Prof. Flanagan points to the fact that musicians’ wage increases
outpaced inflation during the period of his study. I think it is
important to note that the 3.8% average annual increase in the salary
of the orchestras he studied is 0.1% over the rate of increase for
liberal arts college faculty during that same period, 0.2% under the
rate of increase for employees of hospitals, and precisely the same
rate as other health-service industry employees (these figures are from
the U. S. Bureau of Labor Statistics). Thus, musicians’ salaries track
extremely well with those of other employees in the non-profit sector.
It is also very important to note that Prof. Flanagan excluded
musicians in hundreds of orchestras with budgets smaller than his
sample (which consisted of the 50 largest orchestras).

He da man.


5 Responses to “Chicken Little, PhD”

  1. drew mcmanus Says:

    “Didn’t get the memo” indeed. I’ve checked with no less than 20 other prominent cultural bloggers who are not also paid print journalists or have a direct connection to Stanford or Mellon and none of us received the report’s PR. It makes me wonder what sort of understanding Stanford’s marketing department has on the performing arts environment. For example, if Robert Flanagan and Stanford’s Marketing Department missed the fact that there’s a thriving cultural oriented new media environment that is much easier to contact than traditional print media, what else did the report miss?

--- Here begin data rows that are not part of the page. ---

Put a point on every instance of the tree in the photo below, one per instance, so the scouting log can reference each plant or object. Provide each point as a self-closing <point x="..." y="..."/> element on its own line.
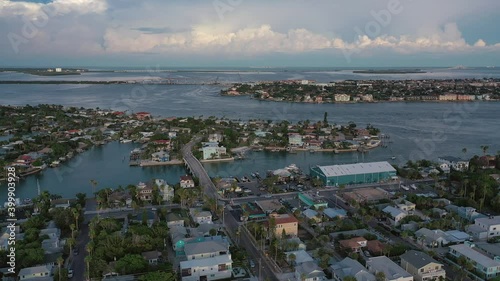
<point x="158" y="275"/>
<point x="380" y="276"/>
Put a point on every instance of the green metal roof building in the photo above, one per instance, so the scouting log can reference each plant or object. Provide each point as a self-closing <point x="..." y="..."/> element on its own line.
<point x="336" y="175"/>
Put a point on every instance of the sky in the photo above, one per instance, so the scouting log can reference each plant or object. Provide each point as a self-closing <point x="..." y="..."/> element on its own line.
<point x="249" y="33"/>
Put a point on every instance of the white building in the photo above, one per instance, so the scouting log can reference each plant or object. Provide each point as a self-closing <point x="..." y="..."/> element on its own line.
<point x="342" y="98"/>
<point x="206" y="249"/>
<point x="214" y="268"/>
<point x="392" y="271"/>
<point x="350" y="267"/>
<point x="200" y="216"/>
<point x="395" y="214"/>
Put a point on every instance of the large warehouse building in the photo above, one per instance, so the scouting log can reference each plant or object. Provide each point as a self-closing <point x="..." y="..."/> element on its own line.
<point x="336" y="175"/>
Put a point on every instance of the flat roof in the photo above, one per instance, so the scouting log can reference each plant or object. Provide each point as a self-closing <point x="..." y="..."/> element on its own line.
<point x="391" y="269"/>
<point x="475" y="255"/>
<point x="356" y="169"/>
<point x="223" y="259"/>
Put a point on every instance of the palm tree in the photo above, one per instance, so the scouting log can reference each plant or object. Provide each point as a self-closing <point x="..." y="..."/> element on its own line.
<point x="60" y="261"/>
<point x="485" y="148"/>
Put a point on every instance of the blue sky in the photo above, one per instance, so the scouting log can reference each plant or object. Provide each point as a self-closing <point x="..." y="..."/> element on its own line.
<point x="335" y="33"/>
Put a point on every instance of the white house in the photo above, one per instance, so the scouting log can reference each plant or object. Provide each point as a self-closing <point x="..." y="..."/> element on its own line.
<point x="186" y="182"/>
<point x="35" y="272"/>
<point x="350" y="267"/>
<point x="309" y="271"/>
<point x="395" y="214"/>
<point x="213" y="268"/>
<point x="392" y="271"/>
<point x="200" y="216"/>
<point x="206" y="249"/>
<point x="454" y="162"/>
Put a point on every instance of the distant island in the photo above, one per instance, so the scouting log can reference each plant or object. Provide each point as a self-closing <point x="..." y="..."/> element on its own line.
<point x="389" y="71"/>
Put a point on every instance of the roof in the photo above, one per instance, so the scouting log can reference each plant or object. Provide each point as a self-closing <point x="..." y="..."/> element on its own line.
<point x="394" y="212"/>
<point x="34" y="270"/>
<point x="206" y="247"/>
<point x="383" y="264"/>
<point x="311" y="269"/>
<point x="223" y="259"/>
<point x="417" y="258"/>
<point x="151" y="255"/>
<point x="301" y="256"/>
<point x="356" y="169"/>
<point x="286" y="219"/>
<point x="488" y="221"/>
<point x="350" y="267"/>
<point x="474" y="255"/>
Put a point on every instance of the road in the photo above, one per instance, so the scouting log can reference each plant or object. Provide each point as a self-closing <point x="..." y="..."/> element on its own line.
<point x="266" y="272"/>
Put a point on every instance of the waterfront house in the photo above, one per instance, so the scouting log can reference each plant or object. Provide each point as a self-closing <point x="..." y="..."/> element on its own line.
<point x="353" y="245"/>
<point x="206" y="249"/>
<point x="422" y="266"/>
<point x="216" y="137"/>
<point x="35" y="273"/>
<point x="301" y="256"/>
<point x="350" y="267"/>
<point x="489" y="267"/>
<point x="166" y="191"/>
<point x="454" y="162"/>
<point x="152" y="257"/>
<point x="285" y="223"/>
<point x="142" y="115"/>
<point x="174" y="219"/>
<point x="160" y="156"/>
<point x="213" y="268"/>
<point x="309" y="271"/>
<point x="200" y="216"/>
<point x="395" y="214"/>
<point x="186" y="182"/>
<point x="485" y="228"/>
<point x="392" y="271"/>
<point x="145" y="191"/>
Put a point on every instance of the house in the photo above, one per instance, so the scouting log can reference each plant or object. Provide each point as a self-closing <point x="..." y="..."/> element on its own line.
<point x="142" y="115"/>
<point x="350" y="267"/>
<point x="301" y="256"/>
<point x="422" y="266"/>
<point x="152" y="257"/>
<point x="490" y="267"/>
<point x="407" y="206"/>
<point x="309" y="271"/>
<point x="206" y="249"/>
<point x="392" y="271"/>
<point x="145" y="191"/>
<point x="285" y="223"/>
<point x="186" y="182"/>
<point x="160" y="156"/>
<point x="454" y="162"/>
<point x="395" y="214"/>
<point x="332" y="213"/>
<point x="295" y="140"/>
<point x="353" y="245"/>
<point x="217" y="137"/>
<point x="200" y="216"/>
<point x="212" y="150"/>
<point x="432" y="238"/>
<point x="35" y="273"/>
<point x="485" y="228"/>
<point x="342" y="98"/>
<point x="213" y="268"/>
<point x="174" y="219"/>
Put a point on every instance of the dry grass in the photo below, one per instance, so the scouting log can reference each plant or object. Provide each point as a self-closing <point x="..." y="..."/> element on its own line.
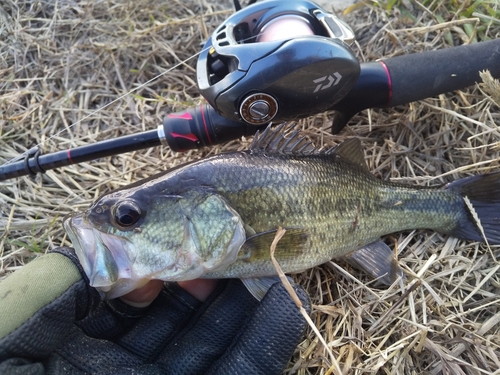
<point x="62" y="60"/>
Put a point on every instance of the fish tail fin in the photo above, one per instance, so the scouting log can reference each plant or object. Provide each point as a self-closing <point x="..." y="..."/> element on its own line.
<point x="481" y="198"/>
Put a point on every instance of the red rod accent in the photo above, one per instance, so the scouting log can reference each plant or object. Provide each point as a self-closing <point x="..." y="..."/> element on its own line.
<point x="189" y="136"/>
<point x="205" y="123"/>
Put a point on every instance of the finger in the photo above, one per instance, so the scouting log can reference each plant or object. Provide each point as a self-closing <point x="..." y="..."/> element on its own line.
<point x="210" y="332"/>
<point x="143" y="297"/>
<point x="269" y="339"/>
<point x="199" y="288"/>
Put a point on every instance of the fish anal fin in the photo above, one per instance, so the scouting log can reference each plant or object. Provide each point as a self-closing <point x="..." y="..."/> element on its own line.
<point x="291" y="245"/>
<point x="377" y="259"/>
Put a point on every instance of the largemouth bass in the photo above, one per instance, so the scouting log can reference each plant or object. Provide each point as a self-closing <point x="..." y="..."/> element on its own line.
<point x="217" y="217"/>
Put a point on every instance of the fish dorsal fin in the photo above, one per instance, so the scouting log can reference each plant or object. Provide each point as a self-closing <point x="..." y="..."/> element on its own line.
<point x="351" y="150"/>
<point x="284" y="139"/>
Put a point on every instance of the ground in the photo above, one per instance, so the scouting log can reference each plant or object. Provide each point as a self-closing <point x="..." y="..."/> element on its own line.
<point x="67" y="69"/>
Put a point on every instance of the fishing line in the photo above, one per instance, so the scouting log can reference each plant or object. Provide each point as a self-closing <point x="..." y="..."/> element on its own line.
<point x="36" y="150"/>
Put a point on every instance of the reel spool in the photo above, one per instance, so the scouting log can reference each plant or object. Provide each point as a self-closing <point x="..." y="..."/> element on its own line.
<point x="277" y="60"/>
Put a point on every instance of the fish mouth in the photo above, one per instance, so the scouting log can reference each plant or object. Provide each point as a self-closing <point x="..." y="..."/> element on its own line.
<point x="103" y="256"/>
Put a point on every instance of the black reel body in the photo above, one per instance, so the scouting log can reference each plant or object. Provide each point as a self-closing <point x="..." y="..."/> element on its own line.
<point x="277" y="60"/>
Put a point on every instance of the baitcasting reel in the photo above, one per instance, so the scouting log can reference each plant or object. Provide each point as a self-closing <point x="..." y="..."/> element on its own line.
<point x="277" y="60"/>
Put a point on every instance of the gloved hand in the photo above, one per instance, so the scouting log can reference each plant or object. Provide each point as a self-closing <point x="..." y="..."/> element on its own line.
<point x="53" y="322"/>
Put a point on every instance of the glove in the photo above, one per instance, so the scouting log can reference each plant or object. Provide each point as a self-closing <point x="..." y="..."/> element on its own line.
<point x="53" y="322"/>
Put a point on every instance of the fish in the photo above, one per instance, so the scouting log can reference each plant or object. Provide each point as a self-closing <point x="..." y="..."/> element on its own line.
<point x="217" y="217"/>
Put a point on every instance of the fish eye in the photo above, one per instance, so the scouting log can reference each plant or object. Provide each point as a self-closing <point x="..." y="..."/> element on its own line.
<point x="127" y="214"/>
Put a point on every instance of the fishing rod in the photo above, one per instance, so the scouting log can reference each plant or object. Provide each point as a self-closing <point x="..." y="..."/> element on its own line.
<point x="278" y="61"/>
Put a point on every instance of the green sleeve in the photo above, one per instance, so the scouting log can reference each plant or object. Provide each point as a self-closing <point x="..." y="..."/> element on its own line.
<point x="34" y="286"/>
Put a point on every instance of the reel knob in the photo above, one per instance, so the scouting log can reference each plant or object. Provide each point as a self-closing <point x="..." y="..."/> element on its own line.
<point x="258" y="109"/>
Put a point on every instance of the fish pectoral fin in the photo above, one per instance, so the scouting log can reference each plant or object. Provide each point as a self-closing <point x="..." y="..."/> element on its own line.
<point x="258" y="286"/>
<point x="377" y="259"/>
<point x="258" y="246"/>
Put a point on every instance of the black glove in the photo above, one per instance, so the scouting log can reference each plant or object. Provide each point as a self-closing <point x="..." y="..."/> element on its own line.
<point x="53" y="322"/>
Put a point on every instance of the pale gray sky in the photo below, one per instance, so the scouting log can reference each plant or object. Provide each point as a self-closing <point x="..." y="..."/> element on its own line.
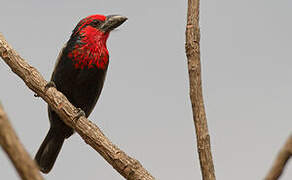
<point x="144" y="107"/>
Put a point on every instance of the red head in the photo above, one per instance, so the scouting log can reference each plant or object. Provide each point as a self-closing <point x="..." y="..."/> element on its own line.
<point x="89" y="40"/>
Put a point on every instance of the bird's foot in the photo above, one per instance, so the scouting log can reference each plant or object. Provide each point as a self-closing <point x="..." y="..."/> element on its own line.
<point x="47" y="86"/>
<point x="50" y="84"/>
<point x="79" y="113"/>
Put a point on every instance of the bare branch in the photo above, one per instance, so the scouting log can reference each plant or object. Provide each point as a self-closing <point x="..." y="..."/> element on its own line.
<point x="281" y="160"/>
<point x="91" y="134"/>
<point x="194" y="66"/>
<point x="25" y="166"/>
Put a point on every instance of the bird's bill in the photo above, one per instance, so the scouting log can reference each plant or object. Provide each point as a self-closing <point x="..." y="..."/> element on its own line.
<point x="112" y="22"/>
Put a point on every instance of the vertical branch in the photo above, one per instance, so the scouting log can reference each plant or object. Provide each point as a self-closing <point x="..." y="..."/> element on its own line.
<point x="194" y="66"/>
<point x="281" y="160"/>
<point x="25" y="166"/>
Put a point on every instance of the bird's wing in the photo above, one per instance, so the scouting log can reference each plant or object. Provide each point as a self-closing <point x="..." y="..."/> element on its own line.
<point x="59" y="58"/>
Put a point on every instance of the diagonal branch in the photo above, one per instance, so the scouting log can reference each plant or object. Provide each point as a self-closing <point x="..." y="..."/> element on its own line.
<point x="281" y="160"/>
<point x="128" y="167"/>
<point x="25" y="166"/>
<point x="194" y="65"/>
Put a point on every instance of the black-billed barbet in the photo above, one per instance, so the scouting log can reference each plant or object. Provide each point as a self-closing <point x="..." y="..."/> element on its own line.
<point x="79" y="74"/>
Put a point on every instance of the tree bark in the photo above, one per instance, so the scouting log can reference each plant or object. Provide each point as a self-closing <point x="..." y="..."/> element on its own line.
<point x="25" y="166"/>
<point x="128" y="167"/>
<point x="281" y="160"/>
<point x="194" y="66"/>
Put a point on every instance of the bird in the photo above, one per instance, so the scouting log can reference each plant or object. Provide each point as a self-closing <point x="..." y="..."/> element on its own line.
<point x="79" y="73"/>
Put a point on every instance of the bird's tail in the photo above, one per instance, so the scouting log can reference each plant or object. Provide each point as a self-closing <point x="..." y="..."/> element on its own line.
<point x="49" y="150"/>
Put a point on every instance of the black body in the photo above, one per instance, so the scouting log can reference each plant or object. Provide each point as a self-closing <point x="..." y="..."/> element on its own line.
<point x="82" y="87"/>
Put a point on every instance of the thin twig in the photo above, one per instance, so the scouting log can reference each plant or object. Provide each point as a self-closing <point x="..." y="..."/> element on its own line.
<point x="281" y="160"/>
<point x="25" y="166"/>
<point x="91" y="134"/>
<point x="194" y="65"/>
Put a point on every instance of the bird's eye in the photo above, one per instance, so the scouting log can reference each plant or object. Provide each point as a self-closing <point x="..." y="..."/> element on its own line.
<point x="95" y="23"/>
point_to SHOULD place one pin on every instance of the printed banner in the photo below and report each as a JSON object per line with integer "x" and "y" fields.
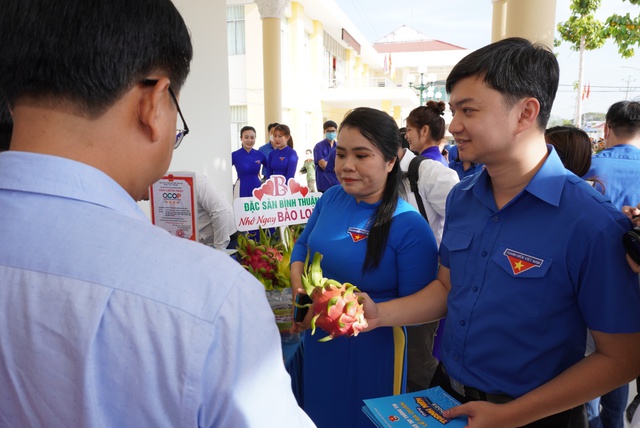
{"x": 275, "y": 203}
{"x": 173, "y": 204}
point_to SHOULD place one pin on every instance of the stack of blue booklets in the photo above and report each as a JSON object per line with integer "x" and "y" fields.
{"x": 413, "y": 409}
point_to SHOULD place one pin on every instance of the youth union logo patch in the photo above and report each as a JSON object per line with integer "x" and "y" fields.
{"x": 358, "y": 234}
{"x": 521, "y": 262}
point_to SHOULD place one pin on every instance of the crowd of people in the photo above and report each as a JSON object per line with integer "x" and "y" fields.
{"x": 516, "y": 238}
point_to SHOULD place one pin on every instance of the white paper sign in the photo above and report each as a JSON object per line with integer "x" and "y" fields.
{"x": 173, "y": 204}
{"x": 275, "y": 203}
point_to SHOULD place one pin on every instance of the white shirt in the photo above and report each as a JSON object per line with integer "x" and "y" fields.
{"x": 435, "y": 181}
{"x": 215, "y": 215}
{"x": 109, "y": 321}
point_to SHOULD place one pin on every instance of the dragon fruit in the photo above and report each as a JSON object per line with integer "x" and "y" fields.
{"x": 337, "y": 310}
{"x": 261, "y": 259}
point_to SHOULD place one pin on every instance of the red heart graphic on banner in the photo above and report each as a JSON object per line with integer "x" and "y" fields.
{"x": 293, "y": 186}
{"x": 258, "y": 193}
{"x": 268, "y": 188}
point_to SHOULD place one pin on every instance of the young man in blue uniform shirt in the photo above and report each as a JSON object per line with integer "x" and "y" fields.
{"x": 618, "y": 166}
{"x": 531, "y": 259}
{"x": 105, "y": 319}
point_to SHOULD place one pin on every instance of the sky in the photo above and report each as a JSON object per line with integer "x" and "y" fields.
{"x": 467, "y": 23}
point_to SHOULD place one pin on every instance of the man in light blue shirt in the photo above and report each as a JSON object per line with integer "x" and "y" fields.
{"x": 106, "y": 320}
{"x": 618, "y": 166}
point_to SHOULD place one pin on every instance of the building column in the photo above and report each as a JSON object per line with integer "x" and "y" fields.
{"x": 534, "y": 20}
{"x": 271, "y": 12}
{"x": 498, "y": 20}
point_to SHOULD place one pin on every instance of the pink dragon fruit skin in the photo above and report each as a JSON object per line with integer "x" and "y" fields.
{"x": 337, "y": 310}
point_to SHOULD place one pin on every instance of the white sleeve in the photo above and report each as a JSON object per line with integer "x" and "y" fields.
{"x": 435, "y": 183}
{"x": 218, "y": 209}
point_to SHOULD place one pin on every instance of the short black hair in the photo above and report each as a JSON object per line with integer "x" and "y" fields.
{"x": 6, "y": 126}
{"x": 247, "y": 128}
{"x": 517, "y": 69}
{"x": 623, "y": 118}
{"x": 329, "y": 124}
{"x": 89, "y": 52}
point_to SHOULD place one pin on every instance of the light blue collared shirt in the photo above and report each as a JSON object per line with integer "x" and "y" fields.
{"x": 107, "y": 320}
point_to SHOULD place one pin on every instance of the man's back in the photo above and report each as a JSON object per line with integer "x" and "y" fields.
{"x": 618, "y": 168}
{"x": 92, "y": 336}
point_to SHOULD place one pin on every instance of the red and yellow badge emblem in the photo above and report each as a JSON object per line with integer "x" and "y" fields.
{"x": 521, "y": 262}
{"x": 358, "y": 234}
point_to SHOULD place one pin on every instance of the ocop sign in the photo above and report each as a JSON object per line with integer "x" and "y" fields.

  2. Andrew Druckenbrod Says:

    Well, I got the press release, and I am so much richer for it. I have one word for this report of monumental insignificance, “Duh!” It’s going to start a run on obvious comments, it’s so good at stating them — such as “Any stumbles in the economy only exacerbate the problem.”
    A more sophisticated response is on my blog, Classical Musings:
    Anyone know how much money was spent on this study? My guess is it could have really helped an orchestra or two.

    Andrew Druckenbrod,
    Post-Gazette Classical Music Critic

  3. Joe R.l Says:

    It’s easy to be critical of this study and call it “obvious” but remember – most of the general public doesn’t know that orchestras are so poorly managed and are struggling to survive. Flanagan provides the tough medicine that most arts managers, union musicians (and enabler critics) aren’t willing to face up to. After all: Just because orchestras are non-profits doesn’t mean that they shouldn’t show positive financial results to their boards, donors, etc.

  4. Rich Says:

    I concur with Joe. Stanford Business School is one of the top 3 business schools in the US. The Mellon Foundation is widely respected. I think they know a little more about how institutions are run than some classically trained musicians.

  5. Robert Levine Says:

    “Stanford Business School is one of the top 3 business schools in the US. The Mellon Foundation is widely respected. I think they know a little more about how institutions are run than some classically trained musicians.”

    Of course, if the commenter had actually read what Mellon wrote about the report, he might have concluded (as did I) that Mellon was essentially disowning large chunks of the work they had paid for.

    Oddly enough, I went to Stanford, for a while even as an econ major. In fact I grew up on campus in what was known as the “faculty ghetto.” I learned many things there. One of the most important is that academics know a lot about their specialty. They don’t typically know a lot about anything else.

    A better approach for Rich to take would be to read Flanagan, and then to read my critique, and then and only then decide who he thinks is right. Letting the reputation of the GSB at Stanford do his thinking for him is just lazy.